Betterment’s fees start at 25 basis points annually for digital accounts – or those that use solely robo-advising, depending on the account amount. Investors with at least $100,000 who opt for premium accounts get unlimited access to CFP professionals for guidance and are charged 40 bps annually.
By contrast, Edelman’s clients are charged an annual wrap fee based on account size. The clients' first $150,000 is assessed at 200 bps while the next $250,000 is at 165 bps and the next $350,000 at 125 bps. Fees continue to drop as account amounts increase, with a $15 million account assessed at 50 bps. Fees for accounts of more than $25 million are negotiable.
The standard fee for services charged by advisors with a wealth management model averages around 100 bps, regardless of what services are provided – from planning and advice to implementation, monitoring and rebalancing, according to SEI Advisor Network, a wealth management service provider.
Parker says Edelman has identified 6.5 million households among the more than 100 million in the U.S. as potential targets. “They look like our clients today,” he says, referring to their demographics and need for financial planning advice.
He declines to share Edelman’s client assets growth target but notes the firm has seen a 20% growth in client assets over the past decade.
“We look at that AUM growth but we don’t manage to it,” he says. “Putting lofty number goals out there tends to cause some people to mortgage the short term to get there. The reality is the long term is what’s important.”
Edelman’s main challenges to achieving sustainable growth are “focus and execution,” Parker says. “We have a really compelling message about personal finance. We need to make more people hear it to increase the awareness of who we are and what we do, not necessarily just about Ric Edelman.”
But it’s tough to argue the man is not the firm’s principal brand. The firms’ contact number is “Call (888) PLAN-RIC,” and the website's "About Us" section highlights Ric Edelman’s 2,000-word bio above a 300-word description of the firm.
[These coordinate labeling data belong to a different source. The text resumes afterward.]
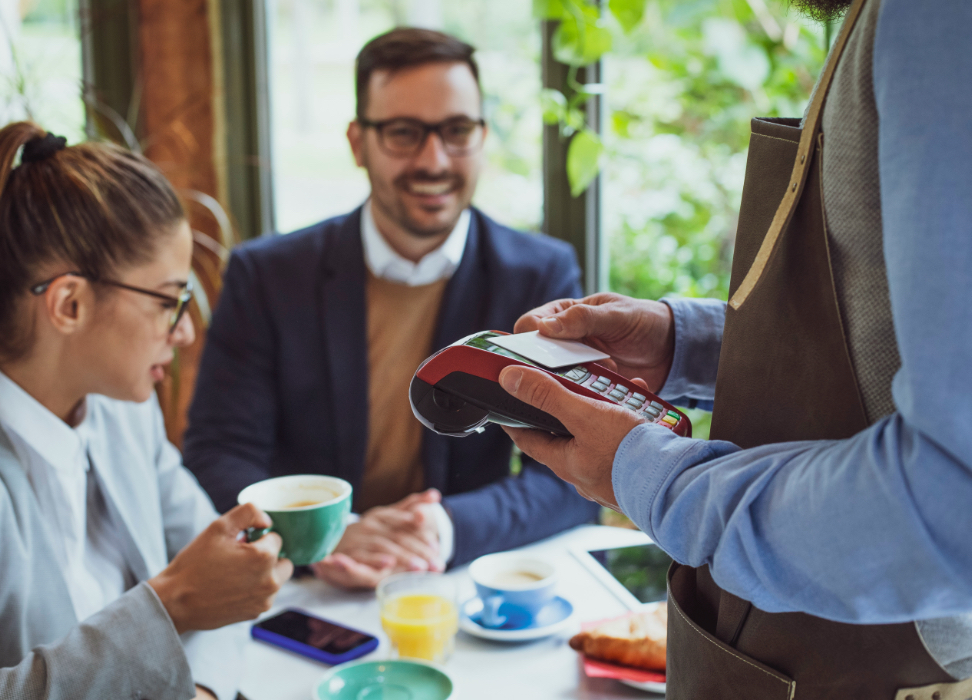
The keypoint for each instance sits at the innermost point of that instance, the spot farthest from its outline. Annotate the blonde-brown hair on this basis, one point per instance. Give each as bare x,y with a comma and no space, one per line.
94,206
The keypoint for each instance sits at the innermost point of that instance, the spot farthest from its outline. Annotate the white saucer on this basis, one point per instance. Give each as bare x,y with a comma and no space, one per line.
650,686
558,615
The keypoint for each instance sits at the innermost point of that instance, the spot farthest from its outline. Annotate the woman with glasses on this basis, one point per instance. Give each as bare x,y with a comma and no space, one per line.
112,560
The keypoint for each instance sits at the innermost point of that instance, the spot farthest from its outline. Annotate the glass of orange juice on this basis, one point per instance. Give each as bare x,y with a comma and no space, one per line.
420,615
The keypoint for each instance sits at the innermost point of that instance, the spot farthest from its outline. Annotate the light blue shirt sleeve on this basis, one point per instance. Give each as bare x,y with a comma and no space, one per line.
876,528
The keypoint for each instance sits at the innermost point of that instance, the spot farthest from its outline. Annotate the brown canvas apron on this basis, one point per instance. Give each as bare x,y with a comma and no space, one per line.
785,363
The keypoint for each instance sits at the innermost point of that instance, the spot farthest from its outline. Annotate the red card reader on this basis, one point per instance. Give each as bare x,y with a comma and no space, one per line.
456,391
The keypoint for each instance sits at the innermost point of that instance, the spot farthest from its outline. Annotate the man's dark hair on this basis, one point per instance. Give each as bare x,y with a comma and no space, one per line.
406,47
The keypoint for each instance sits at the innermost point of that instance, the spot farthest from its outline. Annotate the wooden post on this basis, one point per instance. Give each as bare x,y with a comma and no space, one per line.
180,76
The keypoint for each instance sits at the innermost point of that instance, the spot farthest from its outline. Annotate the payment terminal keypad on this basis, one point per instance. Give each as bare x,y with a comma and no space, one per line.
623,395
654,411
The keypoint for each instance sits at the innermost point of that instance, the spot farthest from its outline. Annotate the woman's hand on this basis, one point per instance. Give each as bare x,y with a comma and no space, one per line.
219,579
638,334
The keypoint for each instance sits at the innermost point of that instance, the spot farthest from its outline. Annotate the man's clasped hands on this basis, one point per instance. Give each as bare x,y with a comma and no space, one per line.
403,536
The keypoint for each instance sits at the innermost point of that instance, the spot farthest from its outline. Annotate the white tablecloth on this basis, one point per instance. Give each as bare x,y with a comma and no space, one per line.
480,670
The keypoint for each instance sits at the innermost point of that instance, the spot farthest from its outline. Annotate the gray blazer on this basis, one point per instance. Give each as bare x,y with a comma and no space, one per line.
129,649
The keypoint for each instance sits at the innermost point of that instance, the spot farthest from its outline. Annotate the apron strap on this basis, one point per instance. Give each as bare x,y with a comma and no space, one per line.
960,690
733,612
800,167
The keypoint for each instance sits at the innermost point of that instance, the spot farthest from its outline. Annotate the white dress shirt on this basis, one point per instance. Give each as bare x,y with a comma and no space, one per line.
119,505
87,543
384,263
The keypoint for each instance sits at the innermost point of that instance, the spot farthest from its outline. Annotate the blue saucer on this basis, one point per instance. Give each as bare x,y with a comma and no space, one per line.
520,625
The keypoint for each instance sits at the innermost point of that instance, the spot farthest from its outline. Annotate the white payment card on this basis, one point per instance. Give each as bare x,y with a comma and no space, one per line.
549,352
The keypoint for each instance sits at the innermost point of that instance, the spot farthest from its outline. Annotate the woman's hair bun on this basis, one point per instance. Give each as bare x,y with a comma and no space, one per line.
42,147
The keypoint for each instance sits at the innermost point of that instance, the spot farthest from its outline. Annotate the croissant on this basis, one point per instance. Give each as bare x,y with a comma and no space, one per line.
638,640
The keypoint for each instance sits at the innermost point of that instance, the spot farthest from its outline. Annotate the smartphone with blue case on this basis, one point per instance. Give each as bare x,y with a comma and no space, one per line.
314,637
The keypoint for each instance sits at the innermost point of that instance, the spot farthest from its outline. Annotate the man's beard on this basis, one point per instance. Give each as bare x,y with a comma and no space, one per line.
457,183
822,10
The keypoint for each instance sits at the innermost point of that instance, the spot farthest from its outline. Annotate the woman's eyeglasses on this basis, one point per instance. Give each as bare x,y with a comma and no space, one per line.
403,137
179,303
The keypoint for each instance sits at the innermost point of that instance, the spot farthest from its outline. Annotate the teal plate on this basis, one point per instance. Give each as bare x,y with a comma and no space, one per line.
384,680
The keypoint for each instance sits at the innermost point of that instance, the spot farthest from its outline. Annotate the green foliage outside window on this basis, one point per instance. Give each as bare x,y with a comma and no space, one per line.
682,80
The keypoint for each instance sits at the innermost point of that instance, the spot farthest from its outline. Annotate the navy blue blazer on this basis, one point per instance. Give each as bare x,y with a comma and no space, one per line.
283,384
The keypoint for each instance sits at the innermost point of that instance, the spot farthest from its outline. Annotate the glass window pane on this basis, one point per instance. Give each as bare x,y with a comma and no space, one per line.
313,44
40,65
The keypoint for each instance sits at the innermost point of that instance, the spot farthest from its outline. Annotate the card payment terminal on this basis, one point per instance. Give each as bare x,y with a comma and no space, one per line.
456,391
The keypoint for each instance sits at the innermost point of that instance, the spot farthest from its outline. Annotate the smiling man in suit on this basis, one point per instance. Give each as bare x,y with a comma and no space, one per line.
318,333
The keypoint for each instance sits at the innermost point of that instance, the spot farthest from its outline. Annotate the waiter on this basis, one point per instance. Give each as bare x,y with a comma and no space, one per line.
833,506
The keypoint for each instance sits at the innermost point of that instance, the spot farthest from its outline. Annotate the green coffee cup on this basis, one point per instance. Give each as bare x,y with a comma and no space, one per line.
309,512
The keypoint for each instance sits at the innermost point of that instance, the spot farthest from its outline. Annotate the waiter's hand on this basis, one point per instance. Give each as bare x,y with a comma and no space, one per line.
598,427
387,539
638,334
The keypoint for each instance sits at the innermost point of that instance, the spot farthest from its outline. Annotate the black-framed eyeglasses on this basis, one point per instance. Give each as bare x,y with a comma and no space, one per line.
403,137
179,303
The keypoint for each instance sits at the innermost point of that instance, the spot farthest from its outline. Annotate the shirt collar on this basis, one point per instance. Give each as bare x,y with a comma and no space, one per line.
385,263
51,438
Ric Edelman has been the firm's driving force since founding it in 1987. He gave up his CEO role last year but has stayed on as executive chairman. With "The Ric Edelman Show" on radio for the past 25 years, nine books on personal finance, and a monthly personal financial newsletter online, he has long been considered the face of the firm.
Edelman plans to add more advisors to its 43 offices across 16 states, particularly where demand for financial planning advice is stronger in what Parker refers to as a “depth vs. breadth” strategy. Parker declines to say how many new advisors the firm plans to hire but notes it hired 65 new advisors over the past three years, bringing its total to 160.
The firm’s advisors have an average of 19 years of experience in financial planning, Parker says. A new advisor hire must have a minimum of 10 years of financial planning experience and a CFP credential before they are even considered, and an internal hire will usually spend about five to seven years in the firm before becoming an advisor, he says.
Among the locations Edelman has expanded to over the years are Washington D.C., St. Louis, and San Diego and Orange County in California.
“We’re adding more advisors in the markets we are in now, before we go into new markets,” he says. “For example, we added more advisors in St. Louis because demand was high there, versus going to Kansas City.”